Figure 3: Changes in latency of a 256 KB data block
When a network fault occurs, the switch on the network can quickly detect changes in host, storage device, and network status, and notify the host of multipath failover. The whole process takes less than one second, ensuring high system reliability.
The new storage network was built on universal Ethernet switches and runs on the IP and RoCE common storage network protocols.
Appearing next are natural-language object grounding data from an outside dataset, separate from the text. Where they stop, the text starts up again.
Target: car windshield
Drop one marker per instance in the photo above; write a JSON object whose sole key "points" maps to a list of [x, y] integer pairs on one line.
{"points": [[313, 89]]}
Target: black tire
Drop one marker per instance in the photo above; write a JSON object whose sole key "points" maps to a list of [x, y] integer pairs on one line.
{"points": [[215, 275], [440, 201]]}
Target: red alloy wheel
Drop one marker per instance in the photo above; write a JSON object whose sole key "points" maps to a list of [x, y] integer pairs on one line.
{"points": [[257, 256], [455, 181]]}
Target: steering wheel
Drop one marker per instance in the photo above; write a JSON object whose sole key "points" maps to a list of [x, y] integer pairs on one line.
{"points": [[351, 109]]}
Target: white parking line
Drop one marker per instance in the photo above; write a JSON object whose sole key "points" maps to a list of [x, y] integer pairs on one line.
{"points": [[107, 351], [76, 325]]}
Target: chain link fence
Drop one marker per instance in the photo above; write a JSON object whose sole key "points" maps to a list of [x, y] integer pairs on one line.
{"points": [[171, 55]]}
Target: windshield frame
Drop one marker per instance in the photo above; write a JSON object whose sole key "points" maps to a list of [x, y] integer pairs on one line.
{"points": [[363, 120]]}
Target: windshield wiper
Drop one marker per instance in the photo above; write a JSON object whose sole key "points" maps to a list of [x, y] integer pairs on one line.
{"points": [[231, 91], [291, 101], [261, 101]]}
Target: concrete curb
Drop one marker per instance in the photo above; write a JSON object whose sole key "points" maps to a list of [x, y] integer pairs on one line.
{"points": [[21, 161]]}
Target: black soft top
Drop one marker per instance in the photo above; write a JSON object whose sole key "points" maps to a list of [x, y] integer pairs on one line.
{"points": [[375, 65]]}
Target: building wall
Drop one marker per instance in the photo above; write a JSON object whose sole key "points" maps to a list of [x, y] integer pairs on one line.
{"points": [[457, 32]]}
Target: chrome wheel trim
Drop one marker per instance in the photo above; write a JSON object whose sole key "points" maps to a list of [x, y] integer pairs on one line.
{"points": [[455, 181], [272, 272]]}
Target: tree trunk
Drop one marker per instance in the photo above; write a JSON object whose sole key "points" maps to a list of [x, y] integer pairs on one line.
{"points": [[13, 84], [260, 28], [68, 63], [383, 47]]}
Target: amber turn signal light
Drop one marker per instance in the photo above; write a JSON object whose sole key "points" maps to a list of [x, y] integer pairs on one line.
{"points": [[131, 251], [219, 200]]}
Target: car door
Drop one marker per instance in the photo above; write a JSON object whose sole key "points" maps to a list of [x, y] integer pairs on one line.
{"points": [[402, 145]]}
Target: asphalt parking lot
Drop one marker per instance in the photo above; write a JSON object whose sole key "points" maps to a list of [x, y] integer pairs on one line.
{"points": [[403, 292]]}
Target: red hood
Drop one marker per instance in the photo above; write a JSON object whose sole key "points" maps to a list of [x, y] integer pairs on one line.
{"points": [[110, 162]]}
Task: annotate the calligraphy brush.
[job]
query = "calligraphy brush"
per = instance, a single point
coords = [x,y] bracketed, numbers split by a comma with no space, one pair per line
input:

This makes the core business systems more open and standardized, while allowing the bank to have full autonomy over its core business.
The network can interoperate with the operating systems commonly used in the banking industry, enabling the bank to develop scenario-specific services with third parties based on open and standard APIs, contributing to a thriving ecosystem.
The latest-generation intelligent lossless storage network allows for seamless interconnection between the SAN in a data center and the LAN in common service scenarios and concurrent operations of both. This reduces management complexity and O&M costs while cloudifying storage servers, improving the automation and service agility of the entire IT infrastructure.
The new network provides high-performance networking with 100G access/400G forwarding, which can support the large-scale deployment of tens of thousands of storage servers on the distributed cloud platform.
In the future, BOC will continue to drive the evolution of its storage network to make it more stable, reliable, intelligent, and efficient. By building remote long-haul transmission and online data compression into the network, BOC will be able to develop a comprehensive geo-redundant disaster recovery system.
BOC's RoCE-SAN intelligent lossless storage network has already proven its value. This kind of network is a completely new technical domain and more work is needed to further improve BOC's storage network.
BOC has pioneered the use of latest-generation intelligent lossless storage networks in the financial industry, a major breakthrough for the bank. The successful deployment of this storage network offers a clear example that others in the financial and banking sector can follow when they upgrade their own IT architecture.
Building on this network, BOC will consolidate the data foundation that supports its financial service systems and build itself into a world-class bank while continuing to pursue digital and intelligent transformation.